Some Central Asian epics, including those of the Salars, feature a nine-headed monster called a Mangus. When wrestling with a linguistic corpus, the core issues[AMD1] of data representation, text encoding, and text searching often raise their fearsome heads before the unwary field linguist. Each of these is discussed in turn with examples drawn from the Salar project:
I compare the range of queries possible in both formats, as well as their ease of use. In demonstrating the two approaches, I discuss certain (linguistic) problems: the concordance (or linking, in the database) of several transcription-versions of the text to each other, and to multilingual free translations of the texts (here, in English and Chinese). With regard to the database approach, I discuss whether the average non-computer specialist can make do with general purpose off- the-shelf database software such as Foxprow or Access, or whether an investment in CELLAR (Summer Institute of Linguistics, 996) is preferable.
2. Departments with doctoral programs in linguistic anthropology and linguistics would do well to (1) offer a specific computing course tailored to the needs of linguists, perhaps in conjunction with the university's humanities computing center or computer science department; and (2) require its (post-)graduate students to undertake a very small sample project (e.g. with a collection of ten utterances) using humanities computing tools.

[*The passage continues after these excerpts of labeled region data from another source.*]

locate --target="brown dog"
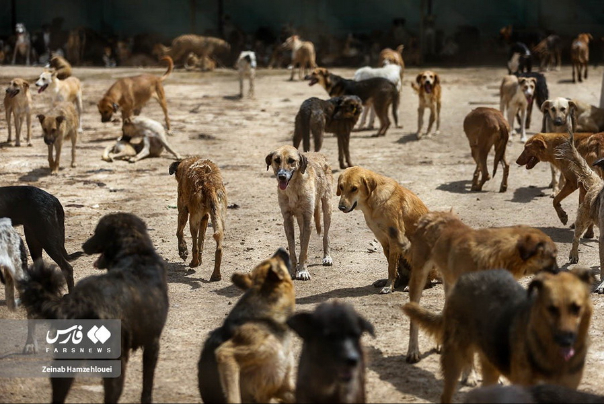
[37,102,78,174]
[336,166,428,293]
[463,107,510,192]
[97,56,174,131]
[407,212,558,363]
[403,268,592,403]
[169,157,227,282]
[197,248,295,403]
[4,78,32,147]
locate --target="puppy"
[294,95,363,169]
[97,56,174,131]
[407,212,558,363]
[411,70,441,139]
[21,213,168,403]
[499,75,537,142]
[265,146,333,281]
[169,156,227,282]
[463,107,510,192]
[336,167,428,293]
[37,102,78,175]
[197,248,295,403]
[4,78,32,147]
[306,67,399,136]
[403,268,593,403]
[287,301,375,403]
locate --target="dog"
[235,51,256,98]
[287,301,375,403]
[411,70,442,140]
[570,33,594,83]
[36,102,78,175]
[403,268,593,403]
[97,56,174,132]
[4,78,32,147]
[407,212,558,363]
[36,69,82,132]
[168,156,227,282]
[463,107,510,192]
[21,213,169,403]
[281,35,317,81]
[306,67,400,137]
[499,75,537,142]
[197,248,295,403]
[336,166,428,294]
[265,146,333,281]
[294,95,363,169]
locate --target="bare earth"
[0,64,604,402]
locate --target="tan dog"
[169,157,227,282]
[265,145,333,281]
[4,78,32,147]
[463,107,510,192]
[97,56,174,131]
[37,102,78,174]
[407,212,558,363]
[336,167,428,293]
[411,70,441,139]
[198,248,295,403]
[403,268,593,403]
[281,35,317,81]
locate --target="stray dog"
[570,33,594,83]
[403,268,593,403]
[281,35,317,81]
[169,157,227,282]
[407,212,558,363]
[37,102,78,174]
[411,70,441,139]
[235,51,256,98]
[294,95,363,169]
[97,56,174,131]
[21,213,169,403]
[36,69,82,132]
[307,67,400,136]
[265,146,333,281]
[4,79,32,147]
[499,75,537,142]
[463,107,510,192]
[197,248,295,403]
[287,301,375,403]
[336,167,428,293]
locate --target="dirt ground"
[0,64,604,402]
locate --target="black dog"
[21,213,168,403]
[287,302,374,403]
[294,95,363,169]
[0,186,82,292]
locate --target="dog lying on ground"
[287,301,375,403]
[197,248,295,403]
[336,166,428,293]
[21,213,168,403]
[97,56,174,131]
[306,67,400,136]
[265,146,333,281]
[463,107,510,192]
[169,156,227,282]
[294,95,363,169]
[407,212,558,363]
[4,78,32,147]
[403,268,593,403]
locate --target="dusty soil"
[0,65,604,402]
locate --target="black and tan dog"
[197,248,295,403]
[306,67,399,136]
[294,95,363,169]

3. Individual scholars need more training opportunities in humanities computing; we need more, and more varied, specialized courses such as the excellent CETH seminar. (The latter unfortunately lacks a corpus linguistics track.)
4. Individual scholars need to forge connections with data specialists to learn methodologies and tools specific to their project. This will improve the quality of the project itself and contribute to the development of better tools and methods (or at l east the refinement of existing ones). (One of the reasons data-gatherers-and-analyzers (scholars) are rarely motivated to stand shoulder-to-shoulder with data specialists and seize the proverbial means of production is of course due to the current tenure system, which at present usually declines to recognize work in electronic form as legitimate publications.)